Durumun hızla geliştiği ve insanların daha çok çalışmaya zorlandığı anlamına gelir.
Origin Story
小明面临着高考的压力,形势逼人。他每天都努力学习,不敢有丝毫懈怠。他知道,只有付出足够的努力,才能在高考中取得好成绩。他每天晚上都学习到深夜,即使很疲惫,他也坚持不懈。他知道,这次考试对他来说非常重要,关系到他的未来。所以,他必须全力以赴。最终,他考上了理想的大学。

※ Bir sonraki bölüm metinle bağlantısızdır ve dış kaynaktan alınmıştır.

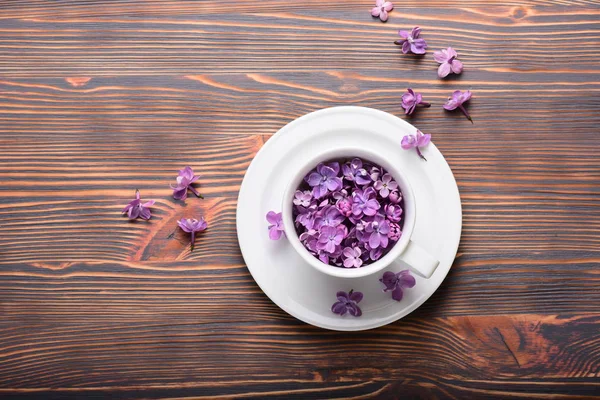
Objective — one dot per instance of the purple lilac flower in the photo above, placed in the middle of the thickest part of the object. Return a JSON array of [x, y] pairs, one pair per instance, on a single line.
[[410, 101], [393, 212], [381, 9], [411, 42], [192, 226], [303, 198], [328, 216], [447, 58], [331, 237], [347, 303], [378, 230], [364, 202], [395, 196], [385, 185], [137, 209], [352, 257], [395, 232], [456, 101], [324, 180], [276, 225], [396, 282], [184, 182], [345, 207], [416, 141]]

Xiaoming üniversite giriş sınavının baskısıyla karşı karşıyaydı ve durum acildi. Her gün çok çalıştı ve asla gevşeme cesareti göstermedi. Yeterince çaba harcamadan üniversite giriş sınavında iyi sonuç alamayacağını biliyordu. Her gece geç saatlere kadar çalıştı. Çok yorgun olsa bile asla pes etmedi. Bu sınavın kendisi için çok önemli olduğunu ve geleceğiyle ilgili olduğunu biliyordu. Bu yüzden elinden gelenin en iyisini yapmak zorundaydı. Sonunda, hayalindeki üniversiteye kabul edildi.
Usage
作宾语、分句;用于分析时局
Dolaylı tümleç veya cümle olarak; siyasi durumu analiz etmek için kullanılır.
Examples
-
形势逼人,我们必须加快改革的步伐。
xingshi birén, women bìxū jiakuài gaigé de bubà.
Durum acil; reformların hızını artırmalıyız.
-
面对竞争激烈的市场,形势逼人,企业必须不断创新。
miàn duì jìngzhēng jīliè de shìchǎng, xingshi birén, qǐyè bìxū bùduàn chuàngxīn
Şiddetli rekabetin yaşandığı bir pazarda, durum acil ve şirketlerin sürekli yenilik yapması gerekiyor.